Dante: Sicher lief es für uns in dieser Saison bisher fantastisch, aber wir sind noch lange nicht am Ziel. Auf uns wartet ein heißes Programm, und es wird entscheidend vor allem die wichtigsten Spiele zu gewinnen, wie jetzt beim VfL Wolfsburg oder das Achtelfinale in der Champions League gegen Schachtjor Donezk. Spielerisch gesehen haben wir eine sehr gute Mischung zwischen stabiler Defensive und viel offensivem Potenzial gefunden. Wenn wir bei jedem Spiel konzentriert, motiviert und aggressiv zur Sache gehen, dann werden wir unsere Ziele erreichen.
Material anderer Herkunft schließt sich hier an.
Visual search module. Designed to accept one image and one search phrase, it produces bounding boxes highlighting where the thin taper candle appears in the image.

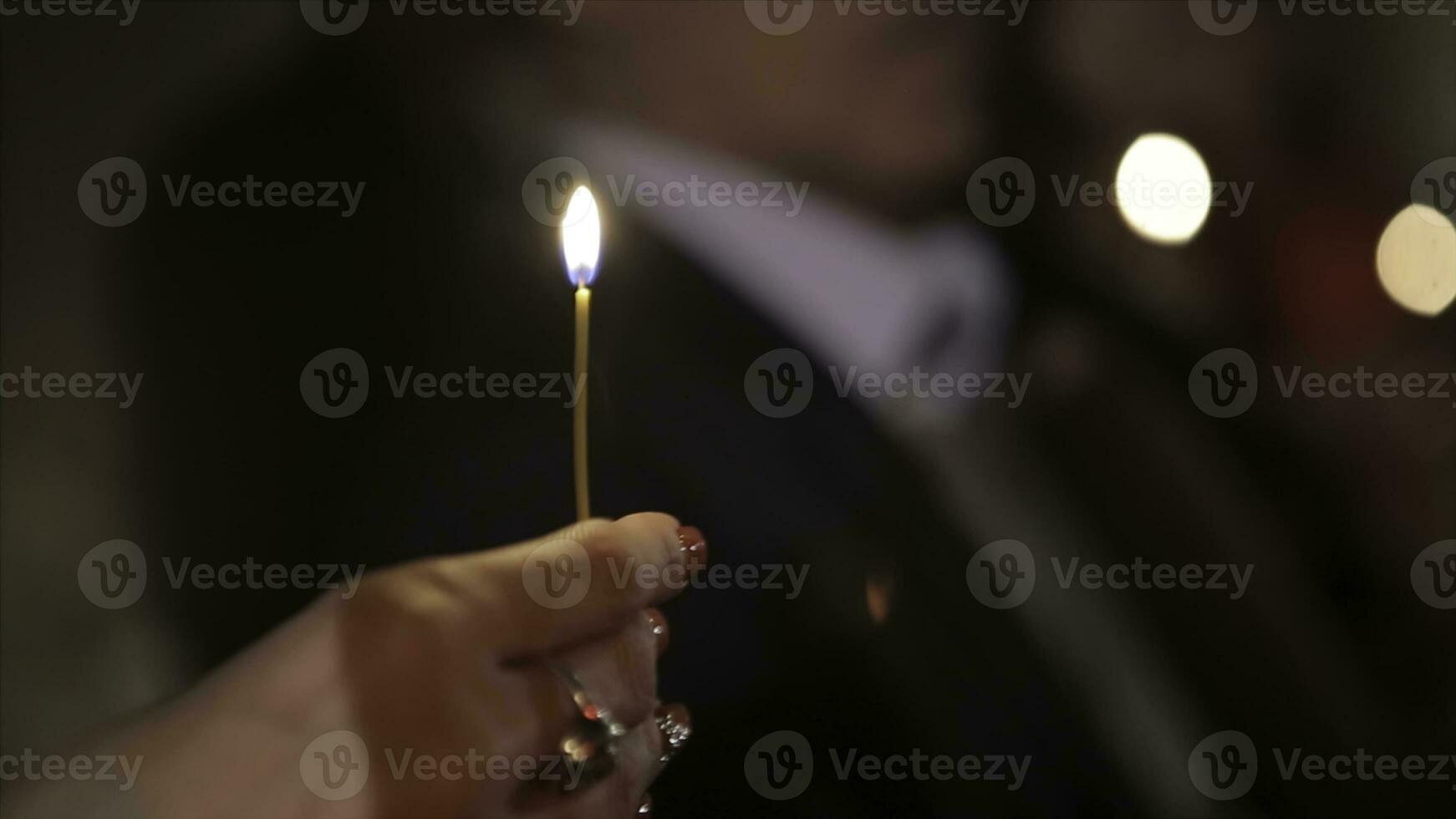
[561,186,601,521]
[571,285,591,521]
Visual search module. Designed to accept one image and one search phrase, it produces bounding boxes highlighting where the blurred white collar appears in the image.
[573,126,1012,421]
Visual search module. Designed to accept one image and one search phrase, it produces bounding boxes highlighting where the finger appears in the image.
[532,613,661,727]
[450,512,706,659]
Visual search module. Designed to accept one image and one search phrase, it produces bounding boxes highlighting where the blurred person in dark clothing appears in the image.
[17,2,1453,817]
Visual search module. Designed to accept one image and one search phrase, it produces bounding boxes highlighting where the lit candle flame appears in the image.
[561,186,601,288]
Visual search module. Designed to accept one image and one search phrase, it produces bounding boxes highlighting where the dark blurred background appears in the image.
[0,0,1456,816]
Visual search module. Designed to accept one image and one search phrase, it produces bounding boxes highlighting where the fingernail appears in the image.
[646,608,669,656]
[677,526,708,569]
[655,703,693,762]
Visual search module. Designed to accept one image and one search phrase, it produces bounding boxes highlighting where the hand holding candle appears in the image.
[561,188,601,521]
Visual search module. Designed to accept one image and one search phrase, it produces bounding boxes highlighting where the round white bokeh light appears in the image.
[1376,205,1456,316]
[1115,134,1213,244]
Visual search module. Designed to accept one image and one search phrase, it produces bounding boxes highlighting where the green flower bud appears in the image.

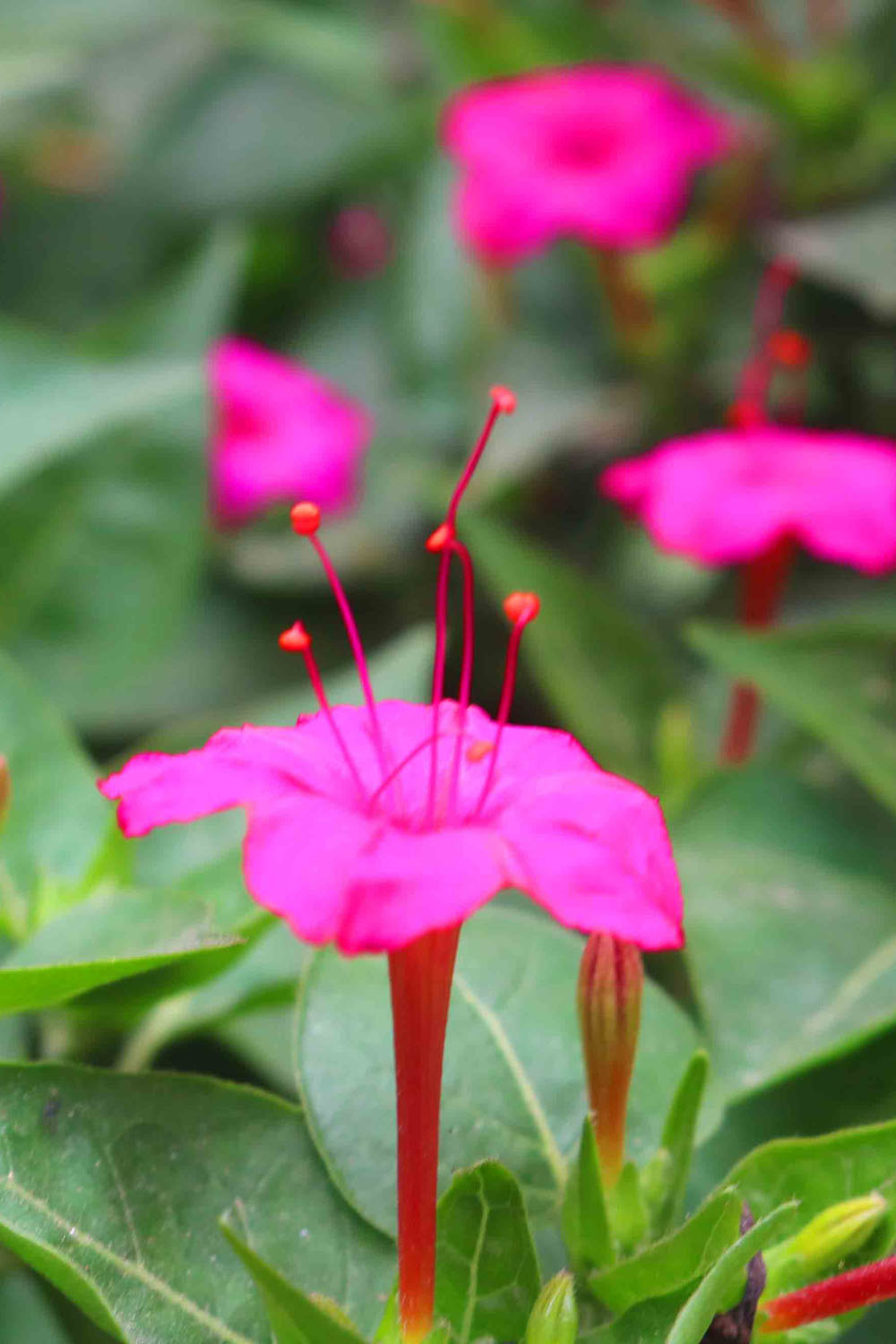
[764,1191,887,1297]
[525,1271,579,1344]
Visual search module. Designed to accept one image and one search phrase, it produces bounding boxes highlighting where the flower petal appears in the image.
[336,827,514,954]
[243,795,377,943]
[498,771,684,951]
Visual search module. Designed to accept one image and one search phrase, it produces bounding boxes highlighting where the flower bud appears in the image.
[766,1191,887,1297]
[525,1271,579,1344]
[0,757,12,831]
[578,933,643,1188]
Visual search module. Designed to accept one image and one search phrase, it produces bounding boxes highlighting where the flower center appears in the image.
[280,387,540,831]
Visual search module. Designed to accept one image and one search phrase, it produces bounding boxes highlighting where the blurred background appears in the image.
[0,0,896,776]
[0,0,896,1340]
Frage: Ist es auch eine Herausforderung zu versuchen, als erster Deutscher Meister ohne eine Niederlage gekrönt zu werden?

Dante: Ja, das wäre toll. Als Innenverteidiger würde ich mich darüber sehr freuen. Außerdem haben wir in unseren Reihen mit Manuel Neuer den besten Torwart der Welt. Nichtsdestotrotz denken wir nicht an Rekorde, sondern wir wollen wieder Meister werden.

"Werden die Bundesliga bis zum letzten Spieltag ernst nehmen"

Frage: Ist die Bundesliga nur noch eine Art Training für die Champions League ?

Dante: Wir haben zwar einen großen Vorsprung, und wir werden versuchen diesen Vorsprung zu halten, um frühzeitig Deutscher Meister zu werden, aber wir werden die Bundesliga bis zum letzten Spieltag sehr ernst nehmen.

Frage: Was für ein Spiel kann man in der Volkswagen Arena erwarten?

Dante: Es ist sicherlich ein Spitzenspiel. Der VfL steht nicht zufällig auf Platz zwei. Es wird ein sehr schweres Spiel. Wir müssen aufpassen, weil wir mit einer Niederlage nicht mehr diesen großen Vorsprung hätten. Wir wollen sofort ein Zeichen setzen.